Intent vs. Impact

January 20, 2018Hugh Comerford

I had a poignant reminder of my great friend and colleague Dr. Leeno Karumanchery’s organizing thesis: We judge ourselves based on our intent, but everyone else judges us based on our impact. This is at the core both of what Emotional Intelligence is, and what we at MESH do.

This afternoon I was at the cash at a corner store in Toronto, third in line; an older woman was at the cash paying, and a large man stood in front of me wearing a big parka. (It was cold in Toronto today).

I didn’t see what happened, but apparently the woman dropped something.

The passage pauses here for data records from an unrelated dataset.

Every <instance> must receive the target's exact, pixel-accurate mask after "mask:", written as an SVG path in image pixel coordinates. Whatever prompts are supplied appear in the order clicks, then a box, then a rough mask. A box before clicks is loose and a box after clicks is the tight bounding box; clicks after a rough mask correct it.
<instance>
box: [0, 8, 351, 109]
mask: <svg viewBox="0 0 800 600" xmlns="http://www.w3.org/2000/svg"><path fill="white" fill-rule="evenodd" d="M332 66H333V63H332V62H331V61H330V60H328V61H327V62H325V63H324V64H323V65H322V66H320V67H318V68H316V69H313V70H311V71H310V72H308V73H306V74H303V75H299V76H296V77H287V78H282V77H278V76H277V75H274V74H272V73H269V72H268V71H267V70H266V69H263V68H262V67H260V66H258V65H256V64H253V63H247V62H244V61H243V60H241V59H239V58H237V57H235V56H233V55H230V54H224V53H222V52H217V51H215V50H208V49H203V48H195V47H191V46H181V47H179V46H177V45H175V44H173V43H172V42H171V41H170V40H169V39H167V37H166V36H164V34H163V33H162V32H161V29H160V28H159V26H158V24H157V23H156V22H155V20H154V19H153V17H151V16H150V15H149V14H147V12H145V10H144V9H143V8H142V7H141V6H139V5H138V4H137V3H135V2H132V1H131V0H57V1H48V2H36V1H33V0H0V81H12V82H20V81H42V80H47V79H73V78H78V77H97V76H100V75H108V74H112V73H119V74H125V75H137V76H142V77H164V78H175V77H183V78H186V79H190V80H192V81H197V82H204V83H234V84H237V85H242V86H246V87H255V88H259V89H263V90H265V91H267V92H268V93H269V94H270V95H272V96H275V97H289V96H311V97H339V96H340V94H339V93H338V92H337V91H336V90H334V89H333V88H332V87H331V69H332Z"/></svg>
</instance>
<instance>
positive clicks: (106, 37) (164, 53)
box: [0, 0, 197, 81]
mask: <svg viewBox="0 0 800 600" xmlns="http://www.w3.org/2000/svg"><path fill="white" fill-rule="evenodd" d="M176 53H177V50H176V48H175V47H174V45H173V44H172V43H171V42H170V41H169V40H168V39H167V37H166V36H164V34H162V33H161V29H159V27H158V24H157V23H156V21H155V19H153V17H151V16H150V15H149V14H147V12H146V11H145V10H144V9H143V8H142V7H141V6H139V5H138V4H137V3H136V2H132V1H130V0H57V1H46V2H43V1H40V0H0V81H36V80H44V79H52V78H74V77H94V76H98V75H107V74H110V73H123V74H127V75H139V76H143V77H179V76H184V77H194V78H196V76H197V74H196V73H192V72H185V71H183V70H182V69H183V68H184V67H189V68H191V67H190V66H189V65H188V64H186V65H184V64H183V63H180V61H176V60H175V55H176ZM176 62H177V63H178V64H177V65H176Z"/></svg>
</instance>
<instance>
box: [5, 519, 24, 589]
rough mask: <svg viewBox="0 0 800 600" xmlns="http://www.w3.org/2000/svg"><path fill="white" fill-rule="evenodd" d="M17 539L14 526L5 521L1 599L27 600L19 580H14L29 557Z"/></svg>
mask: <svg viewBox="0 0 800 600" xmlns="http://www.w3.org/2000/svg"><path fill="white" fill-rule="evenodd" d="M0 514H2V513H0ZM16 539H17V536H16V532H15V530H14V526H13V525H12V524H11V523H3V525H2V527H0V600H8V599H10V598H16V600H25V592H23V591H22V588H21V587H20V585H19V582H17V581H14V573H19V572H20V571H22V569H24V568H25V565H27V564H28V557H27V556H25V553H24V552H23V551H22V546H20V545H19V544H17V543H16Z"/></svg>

The man in front of me leaned forward and the woman sharply said, “Please don’t do that!”

Parka man responded, “But I was only trying to help.”

“You startled me — I wasn’t expecting it.”

“I was just trying to help.”

“But you were invading my space and I wasn’t expecting it.”

This is what we call the ‘point of perceptual shift’; it’s where we have a choice to either take in the other person’s point of view and begin to ask questions, or, conversely get offended/upset/angry and make assumptions about them that transform immediately into (negative) facts:

He answered, “OH…I didn’t realize this is all your space…”

“Please — you’re being rude.” She replied.

“No YOU’RE RUDE…”

He turned toward me with a look that said, “Look at what I’m dealing with — I’m just trying to help and SHE’S being nasty and maybe a bit ‘crazy’”…. I didn’t give it to him.

At MESH we make a distinction between being ‘right’ and being ‘correct’. In this case, (and in all cases) both were ‘right’ but only the woman was correct.

The man was trying to help.

The woman felt startled and scared when her space was invaded.

Back to Leeno’s point: the woman was judging him based on his IMPACT because it was far more obvious than his intent. And, she was immediately triggered which put her into freeze/fight/flight mode.

The truth is that both were right, but the man excused his invasive and unwelcome behavior because he was ‘trying to help’ He dismissed her reaction as ‘wrong’ because he was judging himself by his intent but blind to his impact on the woman.